À l’Assemblée nationale, les députés ont adopté lundi 13 juillet 2026, à l’unanimité une nouvelle loi sur l’environnement, un texte de 138 articles qui abroge la loi-cadre du 12 février 1999, vieille de vingt-sept ans et jugée dépassée par les réalités actuelles. Une réforme attendue, qui introduit plusieurs changements dans la gouvernance environnementale du Bénin.
Nouvelle loi sur l’environnement au Bénin : les grands changements apportés au texte de 1999
Une nouvelle loi sur la protection de l’environnement a été adoptée lundi par le parlement Djogbénou. Face à l’accélération des crises climatiques, l’émergence de nouvelles pollutions et l’évolution des engagements internationaux du Bénin, les députés de la 10e législature ont décidé d’apporter une première révision, 27 ans après la loi de 1999 portant protection de l’environnement.

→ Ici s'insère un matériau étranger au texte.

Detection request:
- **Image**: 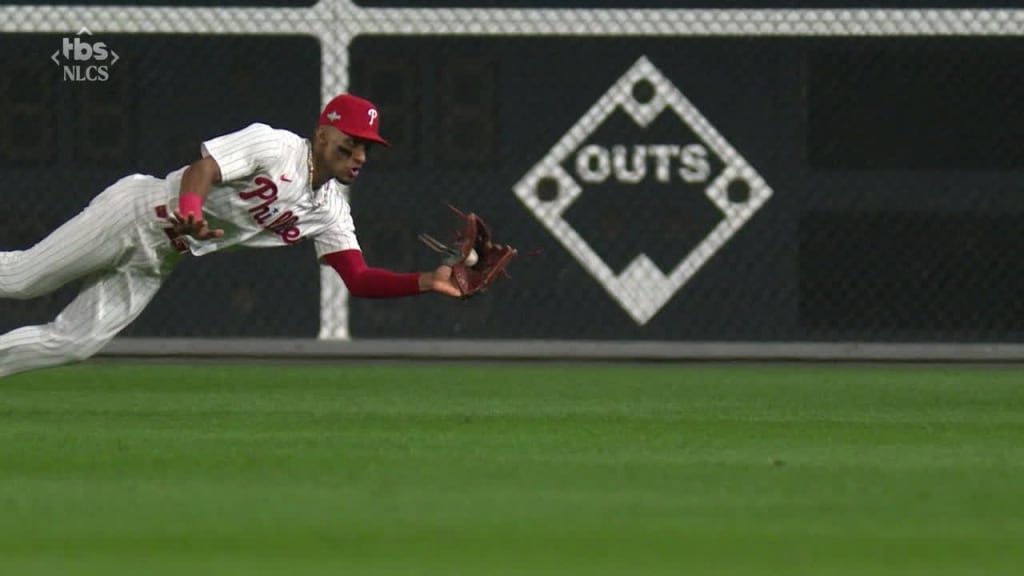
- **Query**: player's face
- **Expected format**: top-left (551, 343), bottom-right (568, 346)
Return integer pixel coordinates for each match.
top-left (324, 130), bottom-right (373, 184)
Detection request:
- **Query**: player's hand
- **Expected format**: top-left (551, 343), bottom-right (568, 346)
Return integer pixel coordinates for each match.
top-left (167, 210), bottom-right (224, 240)
top-left (430, 265), bottom-right (462, 298)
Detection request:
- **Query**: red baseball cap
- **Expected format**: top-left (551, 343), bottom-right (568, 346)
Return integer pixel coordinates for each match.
top-left (319, 94), bottom-right (391, 146)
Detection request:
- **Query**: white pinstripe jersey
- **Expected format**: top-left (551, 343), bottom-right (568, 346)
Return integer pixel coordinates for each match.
top-left (166, 124), bottom-right (359, 257)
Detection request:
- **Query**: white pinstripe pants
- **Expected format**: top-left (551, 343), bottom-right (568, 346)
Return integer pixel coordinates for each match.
top-left (0, 174), bottom-right (178, 377)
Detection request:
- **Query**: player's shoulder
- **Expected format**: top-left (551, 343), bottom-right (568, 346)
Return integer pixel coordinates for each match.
top-left (242, 122), bottom-right (304, 145)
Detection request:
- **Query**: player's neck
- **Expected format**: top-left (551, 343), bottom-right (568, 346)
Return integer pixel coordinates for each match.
top-left (308, 140), bottom-right (328, 190)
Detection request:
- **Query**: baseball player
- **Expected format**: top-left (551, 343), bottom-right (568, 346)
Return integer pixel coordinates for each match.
top-left (0, 94), bottom-right (461, 377)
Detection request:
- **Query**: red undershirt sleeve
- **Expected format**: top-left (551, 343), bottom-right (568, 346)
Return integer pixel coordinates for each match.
top-left (324, 250), bottom-right (420, 298)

Joseph Anani, président de la Commission du Plan, de l’Équipement et de la Production l’a dit sans détour lors de la présentation du texte. « Après près de 27 ans de mise en œuvre, cette loi est devenue obsolète dans certaines de ses dispositions et son application est confrontée à plusieurs difficultés, notamment la non-prise en compte des nouvelles préoccupations environnementales », a-t-il déclaré.

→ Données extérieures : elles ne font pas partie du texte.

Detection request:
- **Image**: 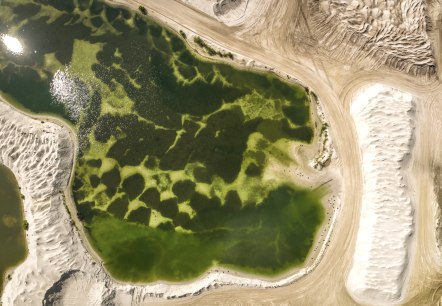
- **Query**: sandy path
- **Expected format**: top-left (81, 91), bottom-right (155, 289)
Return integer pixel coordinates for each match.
top-left (106, 0), bottom-right (362, 305)
top-left (102, 0), bottom-right (442, 305)
top-left (0, 0), bottom-right (442, 305)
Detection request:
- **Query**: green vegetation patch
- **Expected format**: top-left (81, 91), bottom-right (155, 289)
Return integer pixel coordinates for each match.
top-left (0, 0), bottom-right (323, 281)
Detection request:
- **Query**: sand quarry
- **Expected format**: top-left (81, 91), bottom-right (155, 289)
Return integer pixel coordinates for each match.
top-left (0, 0), bottom-right (442, 305)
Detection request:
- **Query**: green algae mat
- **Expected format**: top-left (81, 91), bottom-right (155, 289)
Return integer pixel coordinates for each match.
top-left (0, 165), bottom-right (27, 293)
top-left (0, 0), bottom-right (323, 281)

Ce qui change vraiment sur la loi sur l’environnement
Le nouveau texte élargit considérablement le périmètre de la législation environnementale. Là où l’ancienne loi se concentrait sur des dispositions générales, la nouvelle couvre un spectre bien plus large : protection des ressources naturelles, lutte contre les pollutions et les nuisances, évaluation environnementale, mécanismes d’incitation et régime de sanctions.
Premier grand changement : la protection de l’environnement n’est plus l’affaire exclusive de l’État. Les collectivités territoriales, le secteur privé et la société civile sont désormais explicitement impliqués dans la gestion et la préservation des ressources naturelles. Les communes, les entreprises et les organisations citoyennes deviennent des acteurs à part entière de la gouvernance environnementale.

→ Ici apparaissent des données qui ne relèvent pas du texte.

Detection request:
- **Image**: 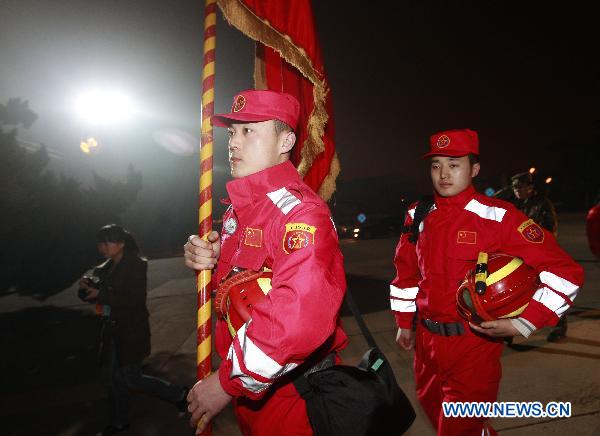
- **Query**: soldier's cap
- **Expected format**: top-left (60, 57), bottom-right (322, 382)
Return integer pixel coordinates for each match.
top-left (423, 129), bottom-right (479, 159)
top-left (510, 172), bottom-right (533, 188)
top-left (212, 89), bottom-right (300, 130)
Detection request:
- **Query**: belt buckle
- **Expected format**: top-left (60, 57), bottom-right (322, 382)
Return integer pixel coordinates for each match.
top-left (437, 322), bottom-right (450, 336)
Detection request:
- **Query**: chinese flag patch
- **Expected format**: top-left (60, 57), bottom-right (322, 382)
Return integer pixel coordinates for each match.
top-left (283, 223), bottom-right (317, 254)
top-left (456, 230), bottom-right (477, 244)
top-left (244, 227), bottom-right (262, 247)
top-left (517, 219), bottom-right (544, 244)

Deuxième grand changement : la cohérence avec les autres textes en vigueur. La nouvelle loi a été alignée sur le Code pénal, le Code de procédure pénale, le Code d’hygiène publique, le Code pastoral et la loi sur la sûreté nucléaire. Certaines sanctions prévues dans le projet initial ont d’ailleurs été supprimées pour éviter des contradictions avec les législations sectorielles existantes, auxquelles il est désormais renvoyé.
Troisième grand changement : l’alignement sur les standards internationaux et les conventions ratifiées par le Bénin, dont les engagements climatiques et les accords multilatéraux sur la biodiversité.
L’ABE et le CBDD ne disparaissent pas
L’examen du texte a suscité des interrogations sur l’avenir de certaines institutions, notamment l’Agence béninoise de l’environnement (ABE) et le Conseil béninois pour le développement durable (CBDD), absents de la nouvelle loi. Le ministre de la Justice, Yvon Detchénou, a tenu à rassurer les députés : ces structures continueront d’exister. Seules leur organisation interne ou leur dénomination pourraient évoluer sans que leurs missions soient remises en cause.
Le texte adopté lundi n’a pas été sans inquiétudes des députés, constate Africaho. Si le texte a été voté sans opposition, les parlementaires ont cependant formulé des réserves que le gouvernement devra prendre en compte dans la rédaction des décrets d’application. Les échanges ont porté notamment sur les difficultés liées à l’obtention du certificat de conformité environnementale et sur le risque que les nouvelles exigences ne pénalisent les petites et moyennes entreprises au profit des multinationales.
Les députés ont également rappelé l’importance de vulgariser la loi dans les langues nationales et d’assurer une application effective des sanctions — notamment celles relatives aux sachets plastiques, dont l’interdiction reste encore peu respectée sur le terrain.
Au Bénin, les lois et textes de lois adoptés à l’Assemblée nationale passent par le filtre de la Cour constitutionnelle avant d’atterrir sur la table du président de la République pour promulgation. La nouvelle loi sur l’environnement ainsi adoptée passera donc par les mêmes dispositifs avant sa mise en vigueur.